Attacks on Medicine Machine Learning: Cyberbiosecurity
“With public and academic attention increasingly focused on the new role of machine learning in the health information economy, an unusual and no-longer-esoteric category of vulnerabilities in machine-learning systems could prove important. These vulnerabilities allow a small, carefully designed change in how inputs are presented to a system to completely alter its output, causing it to confidently arrive at manifestly wrong conclusions. These advanced techniques to subvert otherwise-reliable machine-learning systems—so-called adversarial attacks—have, to date, been of interest primarily to computer science researchers (1). However, the landscape of often-competing interests within health care, and billions of dollars at stake in systems’ outputs, implies considerable problems. We outline motivations that various players in the health care system may have to use adversarial attacks and begin a discussion of what to do about them. Far from discouraging continued innovation with medical machine learning, we call for active engagement of medical, technical, legal, and ethical experts in pursuit of efficient, broadly available, and effective health care that machine learning will enable.”
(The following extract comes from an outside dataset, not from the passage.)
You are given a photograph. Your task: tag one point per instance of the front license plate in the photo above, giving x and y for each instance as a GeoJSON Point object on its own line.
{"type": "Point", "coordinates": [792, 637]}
Stories You May Have Missed:
- H3N2 Cases Keep Flu Activity High – “Though flu activity decreased slightly last week, a wave of H3N2 virus activity has led to severe illnesses across the country and four more children have died from the disease, according to this week’s FluView report from the Centers for Disease Control and Prevention (CDC). This is the second week in a row the CDC recorded more H3N2 cases that H1N1, the virus subtype that dominated the first part of the 2018-19 flu season. ‘H3N2 viruses are typically associated with more severe illness in older adults, and flu vaccine may protect less well against H3N2 illness in older adults, making prompt treatment with flu antivirals in this age group especially important during the current period of H3N2 predominance,’ the CDC said today in a summary of the report.”
- Changing the Game in Pediatric Diagnosis of Serious Bacterial Infections – “Figuring out why that 2-month-old with a fever is crying often includes spinal taps, which are painful and risky, alongside rapid antibiotic treatment to avoid meningitis. Bacterial meningitis can be deadly, especially in infants; the US Centers for Disease Control and Prevention (CDC) reports that between 2003 and 2007, there were 4100 cases of bacterial meningitis reported in pediatric patients in the United States, as well as 500 deaths. Given these rates and the risk of life-threatening infections, it’s not unusual that pediatricians would want to perform a spinal tap or administer antibiotics until further diagnostics can be performed. Fortunately, a new protocol has been developed that could not only make a diagnosis of bacterial infections in infants easier but would remove the need for spinal taps and unnecessary antibiotic treatments. Investigators from the Pediatric Emergency Care Applied Research Network (PECARN) created a new protocol from a study of more than 1800 infants seen across 26 emergency departments in the United States.”